Kerryn Pholi used to identify as Aboriginal, and worked in government positions only open to Aboriginal people.
In my years of working as a professional Aborigine, I know that I participated in gross unfairness and abuses of power in the name of ‘reconciliation’ and ‘cultural sensitivity’. About 18 months ago I burned my ‘proof of Aboriginality’ and got off the Aboriginal gravy train for good. To accept preferential treatment on the basis of race is to participate in racism.

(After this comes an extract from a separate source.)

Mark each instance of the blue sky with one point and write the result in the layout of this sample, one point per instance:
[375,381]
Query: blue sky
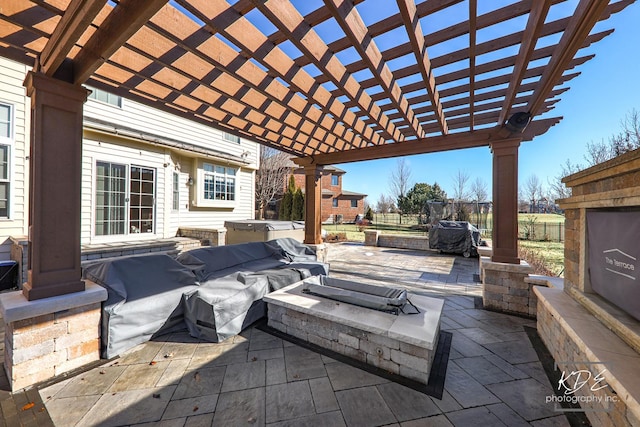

I used to identify as Aboriginal, and I have worked in ‘identified’ government positions only open to Aboriginal people. As a professional Aborigine, I could harangue a room full of people with real qualifications and decades of experience with whatever self-serving, uninformed drivel that happened to pop into my head. For this nonsense I would be rapturously applauded, never questioned, and paid well above my qualifications and experience.
About 18 months ago I burned my ‘proof of Aboriginality’ documentation (a letter from the NSW Department of Education acknowledging that I was Aboriginal, on the basis that my local Aboriginal Lands Council at that time, circa 1990, had said so). I walked away from the Aboriginal industry for good.
It hasn’t been easy, and I am still working out what to do with myself from here, but it has been rewarding. It feels great to simply identify as a human being, and to work alongside colleagues that only know me as another ordinary wage-slave, and not as a pampered mascot with the power to ruin a career with an accusation of ‘insensitivity’.
It also feels good to do proper work; sitting around a government office essentially being paid to be Aboriginal is both undignified and boring. I miss the money of course, but I don’t miss the racism.
Such refreshingly honest attitude from a person of Aboriginal origin. I am proud of Kerryn and what she has done. The whole aboriginal industry is repulsive to me and to many other Australians. Yes we are sorry for a significant loss of numbers and harsh treatment, however in today’s society, Aboriginals surely must be appreciative that they don’t have to live stone age lives of some 230 years ago.
If Kerryn’s message and attitude got out to the wider disadvantaged Aboriginal communities, this would do more to advance their cause and ‘bridge the gap’ than any government apology or policy.